Carta dei valori e revisione del codice deontologico: cronaca dell’incontro

01/07/2022 scritto da Jessica Ciofi

Il CNOP è alle prese con questi due grandi obiettivi da realizzare e ha deciso, a mio avviso giustamente, di coinvolgere il più possibile gli iscritti. 

A questo riguardo ha invitato tutti a rispondere ad un questionario sulla revisione del codice e organizzato questa bella iniziativa a Roma il 23 giugno che è possibile rivedere qui e che consiglio vivamente a chi non abbia avuto l’opportunità di partecipare in sede. 

Ho pensato di farne una (relativamente breve) cronaca di quanto io ne ho colto.

Personalmente devo dire che sono rimasta favorevolmente colpita da alcuni punti, il primo è il fatto che siano stati invitati a contribuire alcuni personaggi esterni alla professione: due filosofi, un avvocato costituzionalista, la Presidente del novello Ordine TSRM-PSTRP, il Presidente dell’Associazione tra gli Ordini delle Professioni Italiane.

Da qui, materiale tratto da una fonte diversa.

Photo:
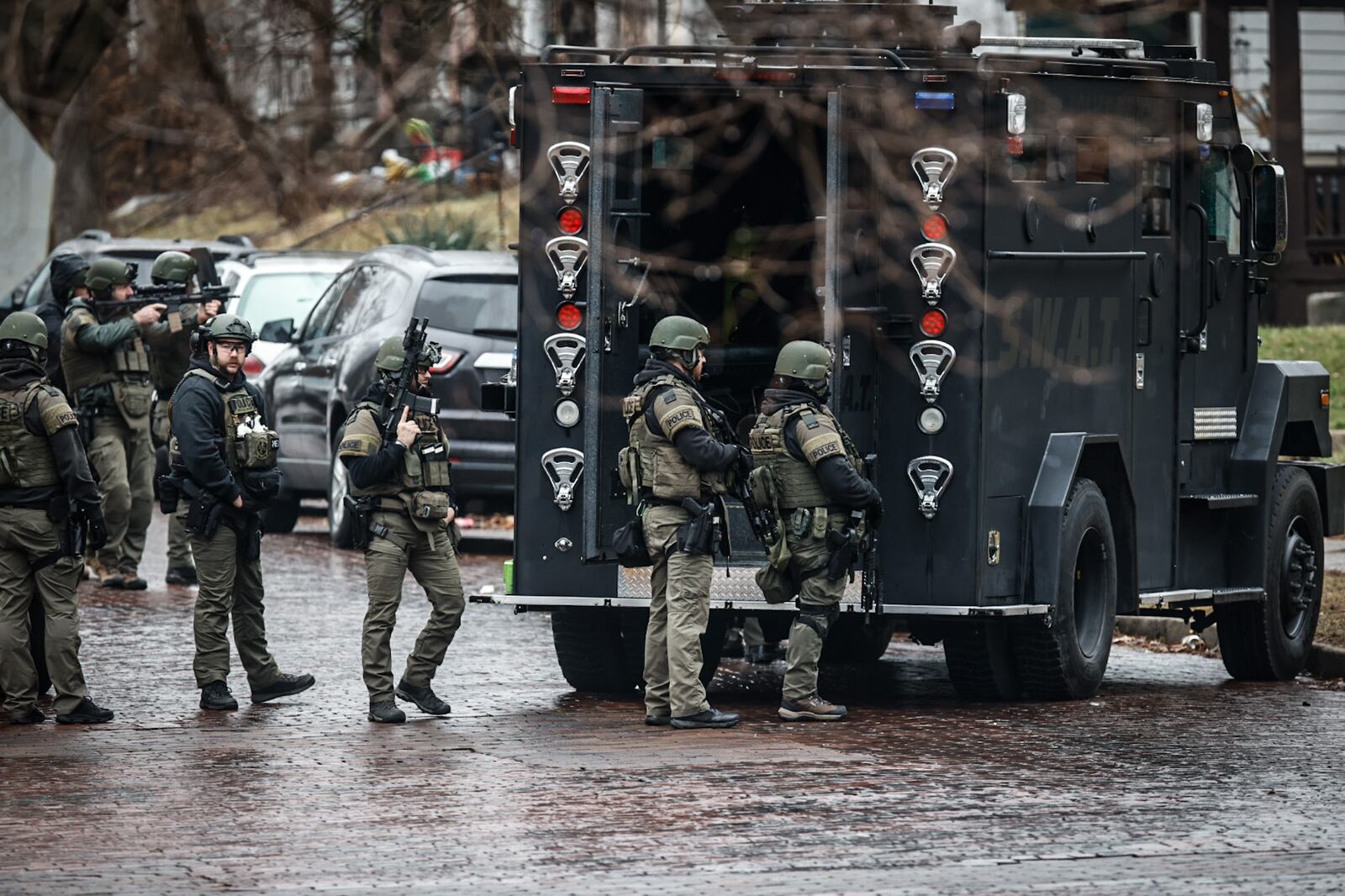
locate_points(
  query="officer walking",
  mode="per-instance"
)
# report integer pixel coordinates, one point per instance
(224, 461)
(678, 459)
(817, 474)
(108, 372)
(404, 521)
(47, 501)
(170, 356)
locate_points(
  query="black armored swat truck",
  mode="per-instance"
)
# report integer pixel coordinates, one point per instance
(1039, 264)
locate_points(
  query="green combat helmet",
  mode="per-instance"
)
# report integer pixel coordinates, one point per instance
(107, 273)
(174, 266)
(22, 327)
(679, 334)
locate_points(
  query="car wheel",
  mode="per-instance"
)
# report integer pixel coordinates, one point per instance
(340, 519)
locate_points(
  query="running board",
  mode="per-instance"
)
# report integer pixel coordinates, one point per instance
(542, 602)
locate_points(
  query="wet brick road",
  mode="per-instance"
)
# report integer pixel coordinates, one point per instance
(1174, 779)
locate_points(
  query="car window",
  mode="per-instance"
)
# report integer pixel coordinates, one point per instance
(483, 304)
(276, 296)
(320, 320)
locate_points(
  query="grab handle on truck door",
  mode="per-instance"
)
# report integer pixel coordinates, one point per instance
(1190, 340)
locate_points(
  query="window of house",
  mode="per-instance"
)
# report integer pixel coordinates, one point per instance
(1156, 187)
(1031, 165)
(1221, 199)
(1093, 161)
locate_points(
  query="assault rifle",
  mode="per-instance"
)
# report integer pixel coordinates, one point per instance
(404, 392)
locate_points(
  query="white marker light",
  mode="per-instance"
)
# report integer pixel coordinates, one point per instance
(1017, 113)
(931, 420)
(567, 414)
(1204, 121)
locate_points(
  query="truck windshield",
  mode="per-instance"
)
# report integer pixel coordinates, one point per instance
(483, 304)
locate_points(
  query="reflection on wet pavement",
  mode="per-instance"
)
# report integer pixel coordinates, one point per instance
(1172, 779)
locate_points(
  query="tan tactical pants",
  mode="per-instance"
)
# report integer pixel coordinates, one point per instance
(27, 535)
(230, 587)
(123, 461)
(679, 609)
(430, 560)
(818, 600)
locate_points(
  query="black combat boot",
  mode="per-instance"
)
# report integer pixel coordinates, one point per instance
(387, 710)
(217, 696)
(182, 576)
(87, 714)
(282, 687)
(423, 697)
(27, 717)
(710, 717)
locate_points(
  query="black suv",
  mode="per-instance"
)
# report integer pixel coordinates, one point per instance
(471, 300)
(98, 244)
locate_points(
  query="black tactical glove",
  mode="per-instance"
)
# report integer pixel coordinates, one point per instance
(98, 537)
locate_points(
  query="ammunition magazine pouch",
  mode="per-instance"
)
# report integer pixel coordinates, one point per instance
(630, 546)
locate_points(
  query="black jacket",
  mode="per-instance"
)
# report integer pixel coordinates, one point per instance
(71, 463)
(697, 445)
(840, 479)
(198, 421)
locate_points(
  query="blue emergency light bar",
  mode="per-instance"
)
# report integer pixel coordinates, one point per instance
(935, 100)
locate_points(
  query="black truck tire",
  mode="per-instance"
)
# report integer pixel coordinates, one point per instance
(1064, 656)
(981, 661)
(340, 519)
(1271, 640)
(282, 515)
(858, 640)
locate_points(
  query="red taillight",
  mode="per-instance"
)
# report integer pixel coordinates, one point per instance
(934, 322)
(572, 96)
(935, 228)
(447, 361)
(571, 219)
(568, 315)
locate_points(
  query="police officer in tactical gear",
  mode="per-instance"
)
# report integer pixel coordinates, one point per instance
(108, 372)
(677, 458)
(404, 519)
(170, 356)
(47, 503)
(817, 478)
(224, 461)
(66, 282)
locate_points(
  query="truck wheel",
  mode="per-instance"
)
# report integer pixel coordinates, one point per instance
(591, 650)
(1064, 656)
(858, 640)
(981, 661)
(340, 521)
(1271, 640)
(282, 515)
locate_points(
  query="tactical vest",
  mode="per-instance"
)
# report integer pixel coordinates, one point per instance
(84, 369)
(662, 467)
(248, 443)
(26, 459)
(425, 466)
(797, 479)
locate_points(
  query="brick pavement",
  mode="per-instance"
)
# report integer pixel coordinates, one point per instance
(1174, 779)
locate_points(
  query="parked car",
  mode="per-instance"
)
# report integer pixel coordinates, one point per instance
(471, 300)
(96, 244)
(277, 286)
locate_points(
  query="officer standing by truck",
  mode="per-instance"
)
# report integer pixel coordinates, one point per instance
(824, 503)
(224, 472)
(681, 465)
(170, 356)
(47, 505)
(404, 519)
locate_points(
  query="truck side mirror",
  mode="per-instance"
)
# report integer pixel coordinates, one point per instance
(1270, 210)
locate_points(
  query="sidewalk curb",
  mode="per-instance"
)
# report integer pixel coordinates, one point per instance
(1327, 662)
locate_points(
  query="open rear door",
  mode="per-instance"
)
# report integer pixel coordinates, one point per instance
(612, 313)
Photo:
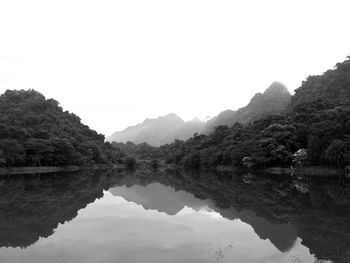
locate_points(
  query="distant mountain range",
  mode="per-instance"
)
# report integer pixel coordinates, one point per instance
(166, 129)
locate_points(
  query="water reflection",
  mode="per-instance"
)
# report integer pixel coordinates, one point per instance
(161, 216)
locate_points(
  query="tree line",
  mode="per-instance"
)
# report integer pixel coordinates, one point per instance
(35, 131)
(317, 124)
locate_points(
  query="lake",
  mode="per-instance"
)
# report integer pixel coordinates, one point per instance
(158, 216)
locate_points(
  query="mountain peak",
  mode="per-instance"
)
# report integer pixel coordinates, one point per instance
(276, 87)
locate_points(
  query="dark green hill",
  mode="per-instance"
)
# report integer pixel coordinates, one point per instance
(333, 86)
(35, 131)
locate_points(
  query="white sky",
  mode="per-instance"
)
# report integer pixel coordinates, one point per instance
(115, 63)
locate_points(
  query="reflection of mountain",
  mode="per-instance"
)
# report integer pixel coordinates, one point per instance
(164, 198)
(159, 197)
(32, 208)
(274, 208)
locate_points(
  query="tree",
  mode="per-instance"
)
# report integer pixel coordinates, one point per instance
(336, 152)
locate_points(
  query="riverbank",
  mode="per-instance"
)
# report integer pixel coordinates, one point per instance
(312, 171)
(52, 169)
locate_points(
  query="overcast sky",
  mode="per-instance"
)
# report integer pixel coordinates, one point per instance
(115, 63)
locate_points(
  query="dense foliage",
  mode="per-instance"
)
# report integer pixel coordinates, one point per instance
(35, 131)
(318, 120)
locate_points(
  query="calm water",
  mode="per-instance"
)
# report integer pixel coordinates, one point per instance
(172, 217)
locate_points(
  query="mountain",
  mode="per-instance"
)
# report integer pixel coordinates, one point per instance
(158, 131)
(273, 101)
(333, 87)
(35, 131)
(167, 128)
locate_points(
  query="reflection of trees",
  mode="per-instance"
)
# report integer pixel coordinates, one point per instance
(277, 209)
(32, 207)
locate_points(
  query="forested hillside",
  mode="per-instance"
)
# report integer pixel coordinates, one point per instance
(274, 100)
(35, 131)
(317, 125)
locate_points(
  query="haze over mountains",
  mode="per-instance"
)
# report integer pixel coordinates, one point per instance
(166, 129)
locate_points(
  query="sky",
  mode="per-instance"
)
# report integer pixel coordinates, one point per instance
(115, 63)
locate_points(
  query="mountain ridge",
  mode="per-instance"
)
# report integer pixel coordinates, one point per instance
(165, 129)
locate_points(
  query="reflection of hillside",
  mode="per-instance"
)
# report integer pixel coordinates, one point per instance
(32, 208)
(274, 208)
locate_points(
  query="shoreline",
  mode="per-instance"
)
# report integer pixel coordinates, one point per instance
(50, 169)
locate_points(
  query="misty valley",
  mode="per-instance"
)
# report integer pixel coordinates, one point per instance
(267, 182)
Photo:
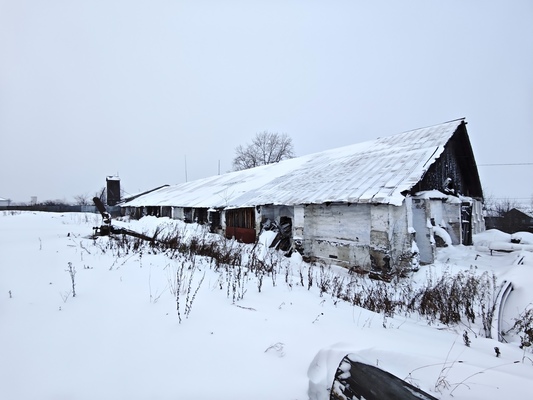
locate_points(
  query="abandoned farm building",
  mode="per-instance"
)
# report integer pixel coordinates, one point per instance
(375, 204)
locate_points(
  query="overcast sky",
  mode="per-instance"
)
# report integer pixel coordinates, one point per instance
(93, 88)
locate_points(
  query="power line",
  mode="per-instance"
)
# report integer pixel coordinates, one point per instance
(493, 165)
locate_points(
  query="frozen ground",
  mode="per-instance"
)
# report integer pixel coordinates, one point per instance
(120, 338)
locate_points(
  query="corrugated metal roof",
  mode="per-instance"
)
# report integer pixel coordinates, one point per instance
(376, 171)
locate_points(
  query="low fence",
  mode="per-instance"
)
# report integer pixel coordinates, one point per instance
(114, 211)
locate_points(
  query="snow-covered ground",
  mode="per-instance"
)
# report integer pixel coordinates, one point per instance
(120, 337)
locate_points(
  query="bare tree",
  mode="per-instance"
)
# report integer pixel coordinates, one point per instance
(266, 148)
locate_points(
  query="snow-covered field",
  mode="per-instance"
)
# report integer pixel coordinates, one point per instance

Mi soffermo su questo perché sono convinta che nel momento in cui si parla di valori e di costruzione dell’identità professionale, sia molto utile tenere conto dello sguardo di professioni “altre” che possono apportare ricchezza nelle riflessioni e condivido pienamente l’idea espressa dal Presidente che la carta dei valori debba essere aperta al confronto costruttivo con le altre professioni, sanitarie e non.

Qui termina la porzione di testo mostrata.